Porta aberta para 50 doenças
Além de provocar várias doenças, o cigarro abre portas para outras drogas. “Principalmente as ilícitas, como maconha e crack”, alerta o médico pneumologista João Antônio Pimenta de Carvalho.

Segundo ele, cerca de 50 doenças são decorrentes do hábito de fumar. “As mais comuns são infarto, bronquite, derrame cerebral e câncer do pulmão. Porém, é na adolescência que se adquire o vício e os riscos para toda a vida”, alerta.

Na mocidade, ressalta o médico, as complicações mais comuns são as infecções respiratórias, além dos efeitos estéticos, como acne, rugas e envelhecimento precoce.

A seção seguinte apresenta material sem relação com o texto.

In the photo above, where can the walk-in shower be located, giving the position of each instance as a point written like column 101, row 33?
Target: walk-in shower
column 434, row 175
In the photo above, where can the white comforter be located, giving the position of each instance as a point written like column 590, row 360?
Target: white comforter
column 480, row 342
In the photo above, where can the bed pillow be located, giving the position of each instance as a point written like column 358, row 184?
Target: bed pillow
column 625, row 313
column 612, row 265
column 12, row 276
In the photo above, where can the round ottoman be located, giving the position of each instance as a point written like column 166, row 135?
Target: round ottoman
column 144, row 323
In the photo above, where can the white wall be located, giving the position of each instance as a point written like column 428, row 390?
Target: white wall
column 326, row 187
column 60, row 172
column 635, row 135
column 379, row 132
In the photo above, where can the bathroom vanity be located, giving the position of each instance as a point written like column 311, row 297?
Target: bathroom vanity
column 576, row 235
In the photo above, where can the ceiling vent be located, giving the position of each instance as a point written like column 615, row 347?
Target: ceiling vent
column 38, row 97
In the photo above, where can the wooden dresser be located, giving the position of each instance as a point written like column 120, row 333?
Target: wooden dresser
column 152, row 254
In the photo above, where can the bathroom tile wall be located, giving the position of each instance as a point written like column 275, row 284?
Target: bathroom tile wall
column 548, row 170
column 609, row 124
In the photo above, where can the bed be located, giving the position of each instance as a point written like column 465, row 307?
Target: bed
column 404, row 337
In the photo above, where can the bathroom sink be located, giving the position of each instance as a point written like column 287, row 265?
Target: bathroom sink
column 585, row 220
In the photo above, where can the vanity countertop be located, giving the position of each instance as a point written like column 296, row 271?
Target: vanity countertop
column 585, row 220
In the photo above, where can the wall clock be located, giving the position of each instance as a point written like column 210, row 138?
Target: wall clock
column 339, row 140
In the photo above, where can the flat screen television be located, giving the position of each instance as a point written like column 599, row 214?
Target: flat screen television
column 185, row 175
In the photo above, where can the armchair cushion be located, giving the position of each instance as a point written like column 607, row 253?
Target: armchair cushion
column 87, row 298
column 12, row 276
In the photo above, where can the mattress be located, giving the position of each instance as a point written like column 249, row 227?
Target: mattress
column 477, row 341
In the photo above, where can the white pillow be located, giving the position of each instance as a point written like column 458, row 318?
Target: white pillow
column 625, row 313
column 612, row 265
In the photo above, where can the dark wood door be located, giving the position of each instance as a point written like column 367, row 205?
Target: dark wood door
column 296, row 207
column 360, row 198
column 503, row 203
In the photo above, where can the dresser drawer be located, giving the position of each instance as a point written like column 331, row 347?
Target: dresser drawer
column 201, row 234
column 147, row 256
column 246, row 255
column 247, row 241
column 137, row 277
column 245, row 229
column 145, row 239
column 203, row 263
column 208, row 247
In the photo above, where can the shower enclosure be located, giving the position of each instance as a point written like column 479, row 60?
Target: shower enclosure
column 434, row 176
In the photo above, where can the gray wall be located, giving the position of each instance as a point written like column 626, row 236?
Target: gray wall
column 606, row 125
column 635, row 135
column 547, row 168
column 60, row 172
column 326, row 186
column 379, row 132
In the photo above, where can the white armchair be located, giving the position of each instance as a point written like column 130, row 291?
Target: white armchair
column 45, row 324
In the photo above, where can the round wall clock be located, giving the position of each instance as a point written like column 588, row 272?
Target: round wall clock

João Antônio atribui a iniciação cada vez mais precoce ao tabaco “à necessidade de autoafirmação, socialização, porque os jovens acreditam que o cigarro os torna mais adultos, mais maduros”.

Para o especialista, a família tem um papel fundamental na ajuda contínua, com informação, solidariedade, compreensão e paciência. “Os médicos, em geral, não só os especialistas, têm um papel permanente de informar sobre os males do cigarro e persuadi-los a parar o quanto antes”, afirma.
 
COMÉRCIO
No Mercado Central, o comerciante Renam Ribeiro, de 29 anos, foi o único a admitir que vende cigarro para jovens: “desde que a gente conheça seus familiares”. Há oito anos ele atua no ramo e afirma que “tanto o cigarro industrial, o paiol e o fumo têm uma saída boa”. “Não como antigamente, que vendia mais, mas o comércio é bom porque tem gente que usa também para fabricação de inseticida, método natural”.

Renam herdou a atividade do avô Antônio Fialho de Carvalho, conhecido como “Bilu”, que tem 70 anos de mercado.

Na rua Governador Valadares, a proprietária da casa de cigarros mais tradicional da cidade, Viviane Cambuí, garante que o estabelecimento, com 37 anos de tradição, não vende em hipótese alguma para menores.
“Essa semana, por exemplo, vieram aqui duas pessoas, dois menores, mas a gente dispensa direto, direto, direto”, garante. Ela disse que, quando se trata de jovens, a política da empresa é pedir a identidade, apesar de no estabelecimento não haver cartaz deixando clara a restrição à venda a menores.